Please let me know if you are able to put me on the hormone replacement.
That is an interesting email, isn’t it? Does it sound like I twisted her arm into taking HRT? Isn’t her level of investigation impressive? She did her own research. She read books, articles, studies and opinion papers from many talented physicians. Did I mention that fact that the book she referenced, Estrogen Matters, was written by an oncologist? Check it out; it may shift your long-held opinion about the potential benefits of hormone replacement in women struggling through menopause, particularly brain fog! After a little guidance, my client came to her own conclusions and I supported her decision by writing her a prescription for HRT.
I am the first to suggest that hormone replacement is not for everyone, but I do suggest that it may be less problematic than many practitioners choose to believe. I know, I know… there are doctors out there in cyberspace that will send me hate mail, load up my inbox with studies and references that support their argument (that estradiol or other forms of hormone replacement) is evil, kills women, and that I am doing a great disservice for suggesting otherwise. Trust me, I’ve received the hate mail, and the doctor that read this before you already sent me a negative study.

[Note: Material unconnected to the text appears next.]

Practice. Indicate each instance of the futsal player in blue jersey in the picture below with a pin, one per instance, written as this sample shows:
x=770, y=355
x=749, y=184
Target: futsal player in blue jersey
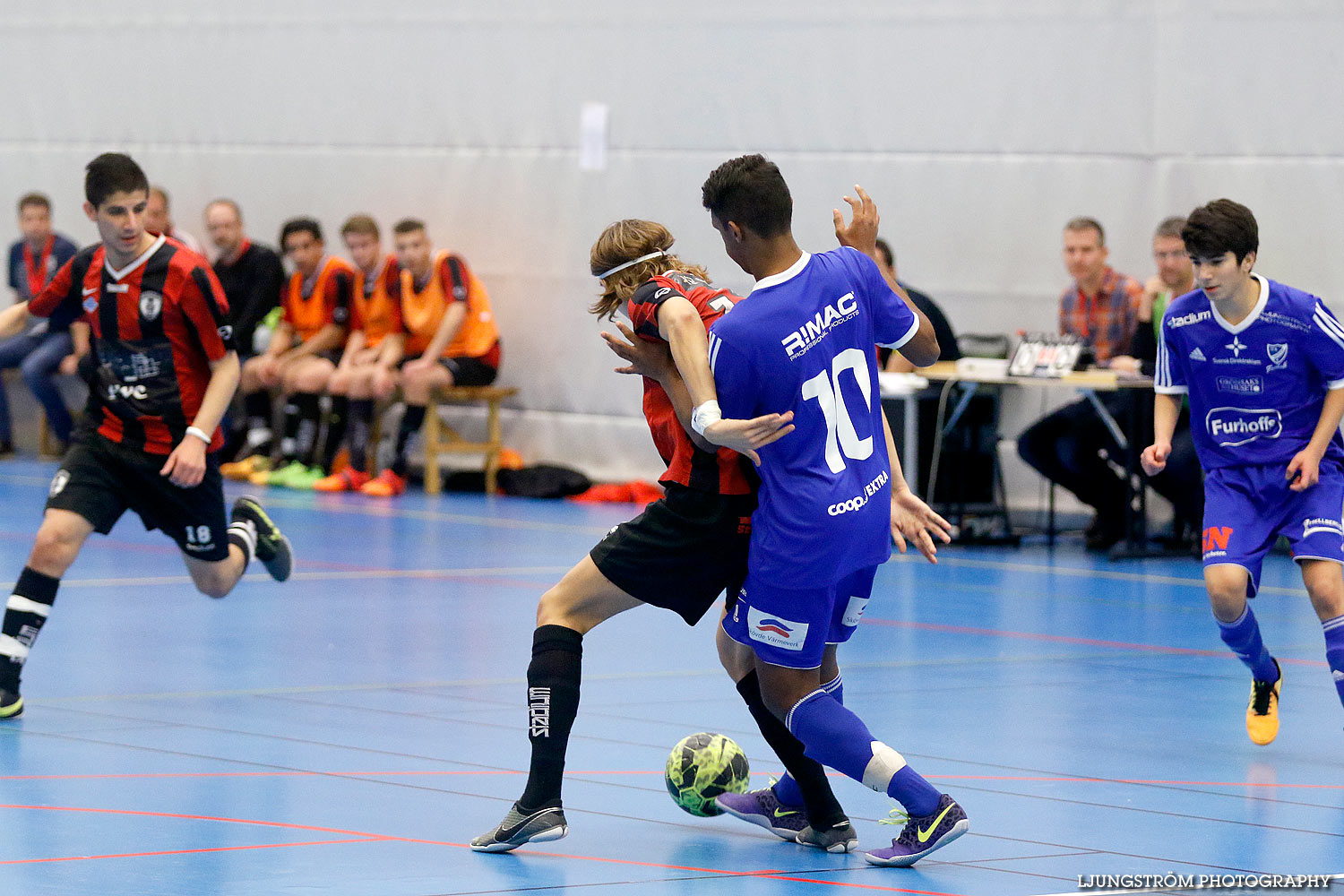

In conclusion, I don’t want to be cavalier or insensitive, but my response to these arguments is that Alzheimer’s disease also kills! Alzheimer’s is evil! I have often felt that it is a great disservice to watch women fade into cognitive oblivion in the attempt to protect them from a potential side effect! How many times has your doctor written a prescription for a medication that had the potential to cause a side effect, but you proceeded because you felt the benefits of the medicine overwhelmed the risk of, or the potential for, an adverse effect? That is the same argument when we consider responsible hormone replacement in the context of Type II Alzheimer’s dementia.
Hormone replacement therapy is a treatment option that can strengthen a woman’s cognitive function, calm her nerves, improve her sleep, enhance her mood, moderate her challenges with chronic UTI’s, and improve her overall sense of wellbeing. In that context, doesn’t hormone replacement feel less evil? I support the perspective that both sides of the argument need to be discussed. When HRT is understood and viewed in the context of progressive dementia, the understanding can strengthen a woman’s decision making about the appropriate use of hormone replacement. To replace or not replace… that is the question!
As for Yolanda, she has very successfully applied all the treatments and therapies of The Enhance Protocol in her life, including a bioidentical hormone cream, and recently commented about how much clearer her thinking is and how much more energy she has. Her story and hundreds of others like it keep me motivated to continue working to change lives…one brain at a time!